36. Ambulance stochastic optimization for EMS: a hierarchical compromise model and a matheuristic algorithm.
Contributed abstract in session TD-5: Ambulance Management, stream Regular talks.
Tuesday, 16:00-17:30Room: Room S6
Authors (first author is the speaker)
| 1. | Imanol Gago-Carro
|
| BCAM - Basque Center for Applied Mathematics | |
| 2. | MarĂa Merino
|
| Mathematics, University of the Basque Country-UPV/EHU; Basque Center for Applied Mathematics-BCAM | |
| 3. | Unai Aldasoro
|
| Applied Mathematics, University of the Basque Country (UPV/EHU) | |
| 4. | Dae-Jin Lee
|
| IE University |
Abstract
Health emergencies represent critical junctures where precise decision-making can determine between a dire outcome and a manageable situation. The efficiency of emergency medical service (EMS) operations hinges, to a large extent, on strategic ambulance positioning and real-time allocation. This study delves into the challenges of ambulance location-allocation within the geographical area of the Basque Country (Spain), served by a fleet of 90 ambulances composed of both ALS and BLS ambulances.
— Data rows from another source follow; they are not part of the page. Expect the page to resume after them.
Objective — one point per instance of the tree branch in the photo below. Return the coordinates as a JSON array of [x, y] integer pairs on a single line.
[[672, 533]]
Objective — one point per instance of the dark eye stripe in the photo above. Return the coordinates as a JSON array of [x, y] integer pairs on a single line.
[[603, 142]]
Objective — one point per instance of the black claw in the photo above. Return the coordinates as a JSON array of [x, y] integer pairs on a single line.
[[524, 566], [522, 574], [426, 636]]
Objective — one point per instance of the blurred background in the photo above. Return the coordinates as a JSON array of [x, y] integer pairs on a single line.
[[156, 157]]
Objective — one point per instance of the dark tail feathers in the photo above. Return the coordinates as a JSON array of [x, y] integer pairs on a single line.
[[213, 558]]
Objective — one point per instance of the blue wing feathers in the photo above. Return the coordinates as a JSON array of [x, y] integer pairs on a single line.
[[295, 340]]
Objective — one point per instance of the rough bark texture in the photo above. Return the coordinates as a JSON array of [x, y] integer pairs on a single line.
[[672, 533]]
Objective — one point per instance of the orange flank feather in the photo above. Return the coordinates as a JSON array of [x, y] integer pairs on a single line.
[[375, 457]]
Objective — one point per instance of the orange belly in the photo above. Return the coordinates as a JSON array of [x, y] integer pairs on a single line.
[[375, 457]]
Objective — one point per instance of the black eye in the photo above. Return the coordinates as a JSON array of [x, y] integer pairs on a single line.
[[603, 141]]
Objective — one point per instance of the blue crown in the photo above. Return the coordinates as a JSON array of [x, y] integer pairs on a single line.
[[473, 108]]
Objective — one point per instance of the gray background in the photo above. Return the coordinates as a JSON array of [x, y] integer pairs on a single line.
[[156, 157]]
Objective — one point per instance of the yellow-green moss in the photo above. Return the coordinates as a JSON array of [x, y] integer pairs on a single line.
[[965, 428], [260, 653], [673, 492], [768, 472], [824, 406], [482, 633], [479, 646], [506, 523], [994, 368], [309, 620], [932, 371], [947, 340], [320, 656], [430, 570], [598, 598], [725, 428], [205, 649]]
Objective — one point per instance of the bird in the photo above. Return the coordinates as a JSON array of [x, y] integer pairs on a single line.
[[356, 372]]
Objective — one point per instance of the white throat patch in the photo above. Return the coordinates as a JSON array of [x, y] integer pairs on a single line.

Leveraging historical data, we use a Box-Cox Cole and Green distribution to forecast response times. Our approach centers on a two-stage stochastic mixed 0-1 linear programming model aimed at optimizing the primary objective of maximizing expected coverage. Additionally, we account for secondary objectives, such as minimizing average response time and integrating risk aversion measures like Conditional-Value-at-Risk, within a hierarchical compromise framework.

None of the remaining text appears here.